昨年成立した改正バリアフリー法についても言及がありました。
おさらいになりますが、共生社会の実現、社会的障壁の除去などいわゆる「社会モデル」を導入したことが評価できます。
法律の制定を受けて、事業者がハード整備に関するマニュアルを出すことになっていたり、自治体が作る「マスタープラン」を新たに300増やそうとするなど、前向きな動きがみられます。
今回の学習会でもたびたび登場した評価会議は、障害者の意見を施策に反映させるための仕組みで、定期的に移動円滑化の進展状況を把握し評価するものです。
新田さんは、市町村に対して積極的に取り組むように訴えていくことが大事だと強調していました。評価会議を補完する「地域分科会」と言うものが開かれ、近畿では6月に開催予定だとのことです。情報を集めて偵察に行ってみたいと思いました。
DPI副議長の尾上さんは、バリアフリー法を地域で生かすには、というテーマでした。マスタープランへの取り組みが中心的な話題でした。

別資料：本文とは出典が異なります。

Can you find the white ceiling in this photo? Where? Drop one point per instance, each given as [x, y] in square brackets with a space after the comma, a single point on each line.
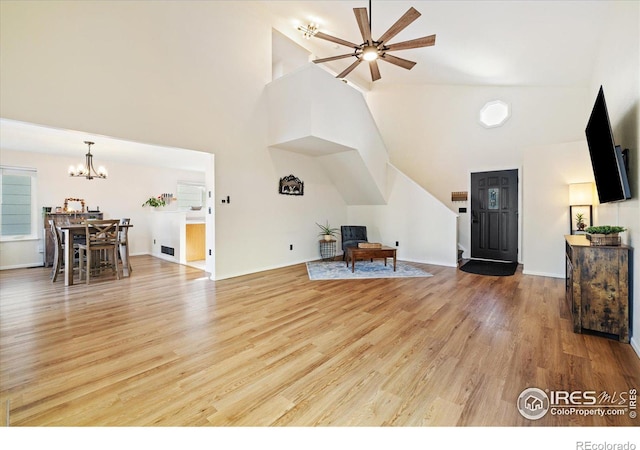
[506, 43]
[22, 136]
[501, 43]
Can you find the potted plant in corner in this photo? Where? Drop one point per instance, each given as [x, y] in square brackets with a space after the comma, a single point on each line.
[155, 202]
[327, 233]
[604, 234]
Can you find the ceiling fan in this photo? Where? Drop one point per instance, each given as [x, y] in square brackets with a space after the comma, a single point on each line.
[371, 50]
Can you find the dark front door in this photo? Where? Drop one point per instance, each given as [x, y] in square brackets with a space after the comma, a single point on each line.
[494, 215]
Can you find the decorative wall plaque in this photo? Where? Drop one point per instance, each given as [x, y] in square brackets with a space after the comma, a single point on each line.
[291, 185]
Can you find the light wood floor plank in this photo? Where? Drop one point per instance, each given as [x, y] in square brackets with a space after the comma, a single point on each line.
[168, 347]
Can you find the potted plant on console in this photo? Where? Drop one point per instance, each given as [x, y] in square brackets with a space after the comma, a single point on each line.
[155, 202]
[328, 241]
[604, 234]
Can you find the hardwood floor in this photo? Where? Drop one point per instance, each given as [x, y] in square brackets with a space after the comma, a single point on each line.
[167, 346]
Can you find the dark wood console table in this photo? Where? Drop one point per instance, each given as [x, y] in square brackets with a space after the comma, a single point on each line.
[597, 286]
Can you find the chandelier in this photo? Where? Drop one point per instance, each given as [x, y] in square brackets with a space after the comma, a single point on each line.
[86, 170]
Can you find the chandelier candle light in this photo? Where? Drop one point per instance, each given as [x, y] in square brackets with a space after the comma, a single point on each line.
[87, 169]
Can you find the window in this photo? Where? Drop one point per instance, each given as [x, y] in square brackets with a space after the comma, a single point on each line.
[190, 195]
[18, 216]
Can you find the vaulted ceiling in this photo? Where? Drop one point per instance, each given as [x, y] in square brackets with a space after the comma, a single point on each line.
[507, 43]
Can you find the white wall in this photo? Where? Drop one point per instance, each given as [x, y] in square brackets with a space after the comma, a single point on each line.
[439, 140]
[120, 195]
[618, 71]
[548, 171]
[424, 228]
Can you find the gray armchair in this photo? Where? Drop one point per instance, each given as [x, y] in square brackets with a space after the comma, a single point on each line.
[352, 235]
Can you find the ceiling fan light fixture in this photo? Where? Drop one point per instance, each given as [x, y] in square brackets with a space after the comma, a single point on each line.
[370, 53]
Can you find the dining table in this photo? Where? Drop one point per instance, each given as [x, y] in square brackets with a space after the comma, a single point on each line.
[78, 229]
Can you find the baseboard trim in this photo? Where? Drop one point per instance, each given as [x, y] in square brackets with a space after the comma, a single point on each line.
[542, 274]
[22, 266]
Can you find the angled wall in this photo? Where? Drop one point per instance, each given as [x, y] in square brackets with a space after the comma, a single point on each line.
[312, 113]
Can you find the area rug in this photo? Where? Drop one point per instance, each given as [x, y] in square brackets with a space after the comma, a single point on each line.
[338, 270]
[496, 269]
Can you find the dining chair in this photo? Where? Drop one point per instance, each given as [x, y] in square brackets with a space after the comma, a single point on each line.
[124, 246]
[100, 251]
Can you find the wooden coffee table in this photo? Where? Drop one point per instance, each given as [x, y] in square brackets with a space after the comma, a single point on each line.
[354, 253]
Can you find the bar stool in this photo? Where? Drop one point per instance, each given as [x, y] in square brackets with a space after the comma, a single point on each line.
[100, 252]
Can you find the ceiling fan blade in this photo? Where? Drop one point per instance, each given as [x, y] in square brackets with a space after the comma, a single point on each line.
[348, 70]
[403, 22]
[333, 58]
[363, 22]
[375, 71]
[414, 43]
[404, 63]
[335, 40]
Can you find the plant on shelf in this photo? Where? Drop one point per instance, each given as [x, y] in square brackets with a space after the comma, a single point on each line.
[605, 229]
[327, 232]
[155, 202]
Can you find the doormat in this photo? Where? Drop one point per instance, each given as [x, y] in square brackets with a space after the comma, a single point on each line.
[337, 270]
[492, 268]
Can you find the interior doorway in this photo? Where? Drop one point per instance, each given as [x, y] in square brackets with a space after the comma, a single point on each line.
[494, 215]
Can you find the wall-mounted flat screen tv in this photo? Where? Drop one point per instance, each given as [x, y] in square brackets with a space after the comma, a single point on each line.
[607, 159]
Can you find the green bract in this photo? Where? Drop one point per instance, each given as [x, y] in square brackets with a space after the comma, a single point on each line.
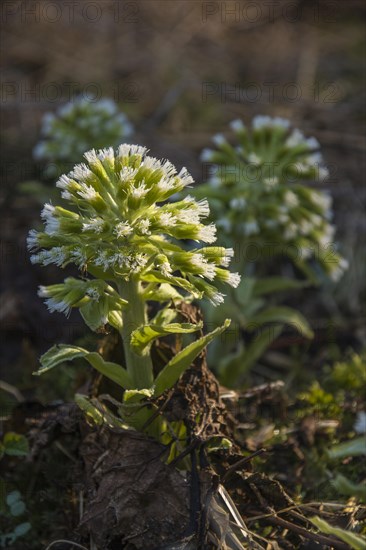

バリアフリー法は昨年5月に成立し、11月に施行されています。マスタープランの策定とその達成状況などを評価する評価会議は、どの課程でも障害当事者が参画し意見を反映させることが努力義務となっています。マスタープランの前身の移動円滑化基本構想では、この十年ぐらいは制定した自治体が一桁にとどまっている状況です。これを打開するためにマスタープランを積極的に活用していくべきですが、昨年度作成した自治体は明石、宇部、射水の3都市にとどまっています。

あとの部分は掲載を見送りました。